Al Roker, the Emmy Award-winning weatherman and popular anchor for NBC News’ "Today," reflected on his career, his experiences with racism in the newsroom and the continued evolution of journalism and weathercasting as he accepted the 38th annual Walter Cronkite Award for Excellence in Journalism presented by Arizona State University’s Walter Cronkite School of Journalism and Mass Communication. 

ASU Executive Vice President and University Provost Nancy Gonzales presented Roker with the award Tuesday in front of 900 supporters at the first in-person awards luncheon since 2019. 

During an acceptance speech filled with humor, Roker recalled his time as a child watching Walter Cronkite on "CBS Evening News," as well as other influences such as Chet Huntley, David Brinkley and Frank Reynolds.

“It was a time when a newscast and its anchor could sway opinion without giving an opinion,” Roker said.

The ceremony featured the first ever Cronkite Award Red Carpet Show hosted on YouTube by Cronkite School students Ivory Ward and Evan Lis, with special guest appearances from ABC News senior national affairs correspondent (and Roker’s wife) Deborah Roberts, as well as Cronkite Award Luncheon co-chairs John Schurz and Christine Dotts.

MORE: Al Roker encourages journalism students to remain open-minded as they navigate college, career

The luncheon also featured the official launching of the Cronkite School’s new brand elevation campaign, #CronkiteGlobal. The initiative will aim to amplify the school's existing Cronkite Global Initiatives programs, connect with the school’s 14,000 alums and promote its newest program, CronkitePro, which will address the training needs of journalism and communications professionals, and their companies.

#CronkiteGlobal also includes the Cronkite Pledge, which calls on journalists, communicators and students to uphold their shared values and give power to those who seek to become advocates and more connected to the world.

The Cronkite School also recognized the first-place winners of 2020–21 Shaufler Prize in Journalism: Toluse Olorunnipa and Griff Witte of The Washington Post.

Roker reminisced on the start of his television news career, which began in 1974 when he worked as a weathercaster in Syracuse, New York, while he was still a sophomore at the State University of New York at Oswego.

After graduating from SUNY Oswego, he moved to Washington, D.C., where he met “Today” show weathercaster Willard Scott, whom he described as the man who would have “the most profound influence” on his career.

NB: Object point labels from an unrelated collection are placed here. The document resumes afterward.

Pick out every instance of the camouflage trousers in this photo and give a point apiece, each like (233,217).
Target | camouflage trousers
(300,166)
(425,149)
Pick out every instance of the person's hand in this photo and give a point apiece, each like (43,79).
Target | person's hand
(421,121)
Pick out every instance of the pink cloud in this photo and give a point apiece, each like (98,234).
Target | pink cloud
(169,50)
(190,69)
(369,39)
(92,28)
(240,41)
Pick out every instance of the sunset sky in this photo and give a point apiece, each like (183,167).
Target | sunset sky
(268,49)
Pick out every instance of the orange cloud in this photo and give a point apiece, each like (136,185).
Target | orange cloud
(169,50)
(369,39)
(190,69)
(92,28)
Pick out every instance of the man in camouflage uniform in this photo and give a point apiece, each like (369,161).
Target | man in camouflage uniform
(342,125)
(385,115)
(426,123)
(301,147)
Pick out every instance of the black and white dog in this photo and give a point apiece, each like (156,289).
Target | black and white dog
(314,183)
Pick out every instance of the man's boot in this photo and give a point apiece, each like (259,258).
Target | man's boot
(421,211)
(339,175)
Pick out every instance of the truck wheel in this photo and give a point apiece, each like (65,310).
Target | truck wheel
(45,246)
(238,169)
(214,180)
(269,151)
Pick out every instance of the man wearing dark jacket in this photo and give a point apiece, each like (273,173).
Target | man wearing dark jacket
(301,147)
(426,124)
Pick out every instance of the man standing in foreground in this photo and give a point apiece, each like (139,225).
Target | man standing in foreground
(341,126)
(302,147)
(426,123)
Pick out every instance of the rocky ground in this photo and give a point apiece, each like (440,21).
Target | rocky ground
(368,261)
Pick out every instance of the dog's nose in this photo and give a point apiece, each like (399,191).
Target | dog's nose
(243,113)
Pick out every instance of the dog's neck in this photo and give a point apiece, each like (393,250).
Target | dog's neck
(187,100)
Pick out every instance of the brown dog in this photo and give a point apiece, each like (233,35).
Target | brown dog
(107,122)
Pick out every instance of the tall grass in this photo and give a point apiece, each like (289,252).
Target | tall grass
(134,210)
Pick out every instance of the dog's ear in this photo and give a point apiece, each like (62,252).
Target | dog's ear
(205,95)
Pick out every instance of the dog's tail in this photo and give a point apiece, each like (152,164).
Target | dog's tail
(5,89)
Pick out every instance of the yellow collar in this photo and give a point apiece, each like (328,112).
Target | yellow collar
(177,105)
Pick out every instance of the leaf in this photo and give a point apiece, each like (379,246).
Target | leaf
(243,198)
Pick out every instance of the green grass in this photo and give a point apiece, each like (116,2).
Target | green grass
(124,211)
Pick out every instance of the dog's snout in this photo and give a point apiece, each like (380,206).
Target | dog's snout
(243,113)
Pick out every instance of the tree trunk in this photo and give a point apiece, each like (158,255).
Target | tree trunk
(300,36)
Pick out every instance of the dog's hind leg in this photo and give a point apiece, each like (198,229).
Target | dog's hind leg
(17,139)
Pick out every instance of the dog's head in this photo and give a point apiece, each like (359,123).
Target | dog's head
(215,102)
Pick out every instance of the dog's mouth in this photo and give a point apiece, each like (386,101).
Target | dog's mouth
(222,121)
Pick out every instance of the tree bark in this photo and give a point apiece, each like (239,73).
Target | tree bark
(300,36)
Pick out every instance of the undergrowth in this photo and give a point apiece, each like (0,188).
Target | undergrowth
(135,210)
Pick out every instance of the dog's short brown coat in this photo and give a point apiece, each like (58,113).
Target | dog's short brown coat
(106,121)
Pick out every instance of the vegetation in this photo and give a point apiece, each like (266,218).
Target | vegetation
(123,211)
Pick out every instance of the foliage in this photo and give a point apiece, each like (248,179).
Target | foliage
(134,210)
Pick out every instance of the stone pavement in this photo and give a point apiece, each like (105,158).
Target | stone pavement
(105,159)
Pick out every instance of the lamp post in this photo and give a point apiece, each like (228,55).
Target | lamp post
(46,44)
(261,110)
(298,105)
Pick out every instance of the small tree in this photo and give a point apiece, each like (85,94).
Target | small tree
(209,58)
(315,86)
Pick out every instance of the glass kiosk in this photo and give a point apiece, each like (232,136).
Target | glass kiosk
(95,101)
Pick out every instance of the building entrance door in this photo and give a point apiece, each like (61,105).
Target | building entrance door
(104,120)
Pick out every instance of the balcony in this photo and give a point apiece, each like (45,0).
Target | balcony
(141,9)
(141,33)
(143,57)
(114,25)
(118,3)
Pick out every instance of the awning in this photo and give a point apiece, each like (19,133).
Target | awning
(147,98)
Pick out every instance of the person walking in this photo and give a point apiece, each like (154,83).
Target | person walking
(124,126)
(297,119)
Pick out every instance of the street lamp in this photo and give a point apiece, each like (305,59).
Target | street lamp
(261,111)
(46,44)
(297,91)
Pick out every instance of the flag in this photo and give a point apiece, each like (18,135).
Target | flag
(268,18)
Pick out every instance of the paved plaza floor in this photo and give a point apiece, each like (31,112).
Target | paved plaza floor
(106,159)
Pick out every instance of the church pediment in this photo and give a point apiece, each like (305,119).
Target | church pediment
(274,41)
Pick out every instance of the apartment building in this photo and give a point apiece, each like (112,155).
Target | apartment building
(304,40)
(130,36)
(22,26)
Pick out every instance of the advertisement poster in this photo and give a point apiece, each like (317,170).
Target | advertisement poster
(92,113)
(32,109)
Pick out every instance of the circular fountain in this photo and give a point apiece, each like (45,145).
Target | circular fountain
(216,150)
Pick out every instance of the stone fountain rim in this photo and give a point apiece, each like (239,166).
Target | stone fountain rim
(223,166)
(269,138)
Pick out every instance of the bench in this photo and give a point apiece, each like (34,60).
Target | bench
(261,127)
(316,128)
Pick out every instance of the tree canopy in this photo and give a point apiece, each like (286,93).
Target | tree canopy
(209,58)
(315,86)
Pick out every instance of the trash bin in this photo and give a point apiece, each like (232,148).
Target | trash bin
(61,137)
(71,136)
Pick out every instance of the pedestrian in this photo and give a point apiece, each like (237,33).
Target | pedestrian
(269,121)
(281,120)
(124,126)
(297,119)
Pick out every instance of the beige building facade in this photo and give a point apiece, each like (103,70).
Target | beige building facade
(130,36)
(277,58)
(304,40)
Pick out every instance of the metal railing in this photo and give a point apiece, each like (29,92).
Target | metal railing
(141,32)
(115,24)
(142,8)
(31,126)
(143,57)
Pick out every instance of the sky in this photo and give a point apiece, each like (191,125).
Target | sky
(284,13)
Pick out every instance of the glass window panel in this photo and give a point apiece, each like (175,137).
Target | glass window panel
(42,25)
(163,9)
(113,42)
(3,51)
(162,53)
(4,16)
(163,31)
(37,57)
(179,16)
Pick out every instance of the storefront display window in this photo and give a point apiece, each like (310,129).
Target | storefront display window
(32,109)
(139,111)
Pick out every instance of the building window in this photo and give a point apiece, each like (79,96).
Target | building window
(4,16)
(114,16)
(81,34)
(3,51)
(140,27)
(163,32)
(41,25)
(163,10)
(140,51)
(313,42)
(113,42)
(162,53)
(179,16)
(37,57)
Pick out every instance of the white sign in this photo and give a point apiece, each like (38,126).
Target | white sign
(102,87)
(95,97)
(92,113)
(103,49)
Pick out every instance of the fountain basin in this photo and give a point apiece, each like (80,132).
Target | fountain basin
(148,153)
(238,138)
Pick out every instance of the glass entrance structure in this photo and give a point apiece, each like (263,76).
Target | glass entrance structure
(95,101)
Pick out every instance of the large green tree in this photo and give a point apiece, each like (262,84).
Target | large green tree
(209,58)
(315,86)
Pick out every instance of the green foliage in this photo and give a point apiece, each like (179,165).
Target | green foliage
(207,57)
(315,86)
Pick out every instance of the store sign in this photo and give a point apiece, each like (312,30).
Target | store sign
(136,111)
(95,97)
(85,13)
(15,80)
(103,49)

“He told me to always be yourself. No matter what anyone does or says, nobody can take that from you. And no matter how successful you are at other jobs, never forget your day job,” he said.

He was the first Black weathercaster in each of the cities where he worked until he moved to New York City in 1983, he said.

Roker described his experiences with racism, including a time when a local news anchor made a racist comment to him after the anchor was accosted by a homeless person. 

“As you climb the ladder, you run into obstacles. Like racism. Some overt, some subtle — some so crazy, you almost have to laugh,” he said.

Roker praised Black television pioneers such as Bob Teague, Bill McCreary, Carol Jenkins and Melba Tolliver, as well as some current network executives of color including Cesar Conde, chairman of NBCUniversal News Group; Kim Godwin, president of ABC News; and Rashida Jones, president of MSNBC. He emphasized the need for more diverse leadership in journalism.

“Those decisions are made in the front offices, and the only way change gets made is when there is change in those very front offices,” he said. 

Roker ended his speech by describing the evolution of journalism and weathercasting, and how increased technology has challenged journalists to adapt to the changing needs of the audience. 

He called on reporters to be “truth tellers” while borrowing a famous line that Cronkite used on his newscasts.

“The challenges are there. Are we up to those challenges? I say we are. We have to be,” he said. “Because, ladies and gentleman, that’s the way it is.”

All of the funds raised from the luncheon support the Cronkite Award for Excellence in Journalism fund, which supports future generations of journalism and media professionals.